Damian Cronin
- Born: Damian Cronin 17 April 1963 (age 62) Wegberg, West Germany
- Height: 6 ft 6 in (198 cm)
- Weight: 17 st 8 lb (112 kg)

Rugby union career
- Position(s): Lock

Amateur team(s)
- Years: Team / Apps / (Points)
- 1986-89: Bath /  / ()
- 1990-94: London Scottish /  / ()
- 1994-95: Bourges /  / ()

Senior career
- Years: Team / Apps / (Points)
- 1996-98: Wasps /  / ()

Provincial / State sides
- Years: Team / Apps / (Points)
- -: Anglo-Scots /  / ()

International career
- Years: Team / Apps / (Points)
- 1988: Scotland 'B' / 1
- 1990-96: Scotland 'A' / 8
- 1988-98: Scotland / 45
- 1993: British and Irish Lions

= Damian Cronin =

British Lions & Scotland international rugby union player

Damian Cronin (born 17 April 1963 in Wegberg, West Germany) is a former Scotland international rugby union player.

==Rugby Union career==

===Amateur career===

He was educated at The Campion School and Prior Park College.

Before becoming professional, Cronin played for Bath and London Scottish. When the Rugby World Cup of 1995 began Cronin was playing for the French club Bourges.

===Provincial and professional career===

Cronin played for the Anglo-Scots district in the Scottish Inter-District Championship.

When rugby union turned professional, Cronin played for Wasps.

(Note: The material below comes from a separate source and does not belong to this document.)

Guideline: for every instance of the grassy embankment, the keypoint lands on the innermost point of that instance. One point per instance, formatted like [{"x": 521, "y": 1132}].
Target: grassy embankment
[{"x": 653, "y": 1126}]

===International career===

He qualified for Scotland based on his grandparents from Musselburgh.

He was capped by Scotland 'B' against Italy in 1988.

He was capped by Scotland 'A' 8 times between 1990 and 1996.

Playing in the second row, he was part of the Grand Slam winning side in 1990. He made his Scotland debut 16 January 1988 against Ireland with his last appearance ten years later against England. In all he won 45 caps and scored 5 tries. He played in the 1991 and 1995 World Cups whilst being a member of London Scottish.

Cronin had a reputation as a prankster. This anecdote from the Glasgow Herald in 1998 is described as the 'crowning moment' of his career:

That occasion was 1995 in Paris when Scotland beat France for the first and only time at the modern Parc des Princes. However, for Cronin the day's highlight came when the crowning moment in his career as a serial prankster arrived at the post-match dinner. Gavin Hastings, buoyant having scored the try which clinched that win, had asked Cronin, then playing in France with Bourges, to help him write his speech so he could make it in French. The direct translation of what was read out does not bear repetition, but suffice to say there was widespread shock among his hosts at the frankness of the Scotland captain's account of how he had spent the hours between the game finishing and getting to the function.

He was also a British and Irish Lion as he went on the 1993 tour to New Zealand.

==Business career==

He is a Director at Woodstone, a wood and stone floor-fitting company.